The new sacrifice required has nothing to do with slaughtering of oxen, goat or sheep. Rather, Jesus himself is now the true sacrifice pleasing to God. He has become the victim, the altar and the priest. By cleansing the temple, Jesus has symbolically and prophetically ended the temple worship. From now on, a time is coming, he told the Samaritan woman, when people would worship not at a temple but in spirit and in truth (Jn. 4:21-24). In cleansing the temple also, Jesus shows great reverence for the House of God and leaves us an example of how we should respect our own places of worship and look upon them as sanctuaries of genuine prayer. The temple was not better than a noisy market – place of buyers and sellers. The traders were guilty of using God’s dwelling for their own selfish purpose of making money. All their commotion showed little regard for the spirit of true worship.
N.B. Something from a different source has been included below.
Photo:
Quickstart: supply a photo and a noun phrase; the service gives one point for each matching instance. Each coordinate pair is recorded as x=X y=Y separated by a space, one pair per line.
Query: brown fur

So, today especially in this season of Lent, Jesus demands that our worship of God be free of deception and external rituals practices but that which comes from the heart, that is genuine and true.
Now, the questions for you and I are, how have we treated the place of worship, what is our attitude towards it? And do we even realize that we too are temples of God? Have we in many occasions turned God’s temple into a marketplace by making it a cozy social club instead of a place for Catholic action and a community of love? Have we driven the Lord out of the temple of our hearts by harbouring grudges against someone, judging people harshly, or ignoring the cry of the poor, the widow and the oppressed? Are our hearts clogged by evil habits and sins or cluttered up with all kinds of unworthy desires and worldly projects that are pagan rather than Christian? And have we worshiped God sincerely in truth and in Spirit? Friends, in this season of Lent and beyond the Lord desire true worship and sincere relationship with Him. Thus, as we are gathered today in His temple, let us cleanse our hearts of all selfish motives and sins, so our heart will be worthy dwelling place for Him. And may our acts of worship be authentic as we strive to deepen our relationship with Him through our love and concern for one another. Shalom!